Among other things, the organized employees wanted the freedom to work a variety of roles within the warehouse to reduce physical strain and a $5 increase in their hourly pay.

“It was basically like, we gotta unite, we gotta do something about it because if we don’t, then nothing’s going to get done about it,” Zamarrón said.

This month, Amazon gave them a raise. New employees will now start at $18 an hour, up from $15.80.

“(It’s) not everything that we asked for, but it was about half that,” Zamarrón said.

Amazon denies that the raise was related to the walkouts. In a statement, a company spokesperson said, “The recent pay adjustments were part of a regular wage review process that occurred over several months and impacted employees at more than two dozen sites around Chicago.”

The organized workers also say morale has improved since the December action.

“Now we feel like management is walking on eggshells,” said Amazonians United’s Vanessa Carrillo. “We feel like we turned the tables on them.”

Amazonians United is not a formal labor union. Since forming at a now-shuttered warehouse in McKinley Park in 2019, the group has led walkouts and petitions for things like water for employees, COVID safety measures and accommodations for long overnight shifts. Organizers don’t disclose how many members are in the group, but say they’re active at both the Gage Park and Cicero facilities.

“What we’re doing, it’s union work,” Carrillo said. “We consider ourselves a union whether Amazon recognizes us or not.”

It doesn’t – but the company has agreed to make it easier for employees to organize. In a late December settlement with the National Labor Relations Board, Amazon agreed to notify workers around the country of their rights to take collective action or unionize, and said it wouldn’t interfere with those efforts.

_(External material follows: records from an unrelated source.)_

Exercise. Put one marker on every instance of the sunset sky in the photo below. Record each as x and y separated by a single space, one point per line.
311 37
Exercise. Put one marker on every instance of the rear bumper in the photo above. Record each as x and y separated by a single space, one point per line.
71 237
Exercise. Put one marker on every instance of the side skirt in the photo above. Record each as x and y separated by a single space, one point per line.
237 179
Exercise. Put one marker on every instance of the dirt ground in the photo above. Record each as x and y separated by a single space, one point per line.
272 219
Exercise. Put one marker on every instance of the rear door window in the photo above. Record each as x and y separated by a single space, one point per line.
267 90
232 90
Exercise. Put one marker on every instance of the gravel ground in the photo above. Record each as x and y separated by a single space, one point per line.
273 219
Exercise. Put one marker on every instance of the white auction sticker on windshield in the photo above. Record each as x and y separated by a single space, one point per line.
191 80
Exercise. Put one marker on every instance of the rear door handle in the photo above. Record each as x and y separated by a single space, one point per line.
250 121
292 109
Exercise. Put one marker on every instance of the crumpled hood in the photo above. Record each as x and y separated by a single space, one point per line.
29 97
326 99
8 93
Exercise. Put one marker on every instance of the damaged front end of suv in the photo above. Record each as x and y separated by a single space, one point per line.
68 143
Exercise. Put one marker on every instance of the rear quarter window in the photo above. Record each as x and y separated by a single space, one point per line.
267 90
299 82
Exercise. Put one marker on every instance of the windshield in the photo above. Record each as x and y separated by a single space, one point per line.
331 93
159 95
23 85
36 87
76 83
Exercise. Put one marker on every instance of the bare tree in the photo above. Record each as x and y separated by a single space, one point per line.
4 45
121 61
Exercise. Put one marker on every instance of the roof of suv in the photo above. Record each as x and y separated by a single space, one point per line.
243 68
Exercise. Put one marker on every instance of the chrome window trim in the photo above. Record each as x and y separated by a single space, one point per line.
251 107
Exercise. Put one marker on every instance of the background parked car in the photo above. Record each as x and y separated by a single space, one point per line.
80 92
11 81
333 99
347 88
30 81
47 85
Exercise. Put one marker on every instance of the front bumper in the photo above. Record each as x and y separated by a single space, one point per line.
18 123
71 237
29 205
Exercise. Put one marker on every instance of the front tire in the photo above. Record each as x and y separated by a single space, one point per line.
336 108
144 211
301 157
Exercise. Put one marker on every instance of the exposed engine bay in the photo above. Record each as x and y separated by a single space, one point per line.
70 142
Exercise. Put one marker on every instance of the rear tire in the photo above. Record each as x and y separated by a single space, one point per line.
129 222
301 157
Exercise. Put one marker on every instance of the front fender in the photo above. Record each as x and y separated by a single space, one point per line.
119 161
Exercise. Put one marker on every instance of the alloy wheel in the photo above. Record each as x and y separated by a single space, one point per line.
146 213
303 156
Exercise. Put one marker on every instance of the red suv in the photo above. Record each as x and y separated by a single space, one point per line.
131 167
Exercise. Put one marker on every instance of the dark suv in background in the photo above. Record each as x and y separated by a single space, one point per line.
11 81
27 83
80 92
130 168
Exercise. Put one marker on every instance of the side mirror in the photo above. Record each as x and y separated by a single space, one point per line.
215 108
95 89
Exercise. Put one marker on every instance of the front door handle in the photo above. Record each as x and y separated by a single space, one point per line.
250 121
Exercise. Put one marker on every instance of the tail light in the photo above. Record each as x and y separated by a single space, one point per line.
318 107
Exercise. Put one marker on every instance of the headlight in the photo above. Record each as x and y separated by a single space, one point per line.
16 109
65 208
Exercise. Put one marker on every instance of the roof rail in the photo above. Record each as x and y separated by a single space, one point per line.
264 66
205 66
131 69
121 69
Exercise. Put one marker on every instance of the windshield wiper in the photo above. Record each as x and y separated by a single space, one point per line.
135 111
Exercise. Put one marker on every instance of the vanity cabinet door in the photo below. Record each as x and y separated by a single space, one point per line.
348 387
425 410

“We deserve more, and we deserve better than what we’re receiving,” said Chris Smalls, president of the Amazon Labor Union. That group is organizing workers at a facility in Staten Island.

Smalls says he was fired after leading a COVID safety walkout, and after last year’s failed vote in Alabama, decided to organize his former workplace as part of an independent union not affiliated with an established organization.

“We think that we have a better chance to take on the onslaught of the union-busting Amazon does, because they can’t use the same spiels that they do with an established union,” Smalls said.

And Amazonians United Chicagoland members say affiliating with an established union would feel like an unnecessary go-between.

“We’re the ones that know how things are inside the warehouse,” Carrillo said. “If someone else steps in as a union rep, we fear that they won’t listen to our voices.”

Members also say they’ve seen quicker results than they think a traditional union can offer, without the work of trying to organize a formal election. Right now, the group’s deciding the next issues workers want to tackle – and thinking about expansion. Their goal?

“A presence at every facility so that these people know they gotta respect us, because we’re the ones that do the work,” Zamarrón said. “If they disrespect us, we can choose to not do that work.”

In a statement on the various organizing efforts facing Amazon, a spokesperson said, “As a company, we don’t think unions are the best answer for our employees. Every day we empower people to find ways to improve their jobs, and when they do that we want to make those changes—quickly. That type of continuous improvement is harder to do quickly and nimbly with unions in the middle. … We’ve made great progress in recent years and months in important areas like pay and safety. There are plenty of things that we can keep doing better, both in our fulfillment centers and in our corporate spaces for employees, and that's our focus.”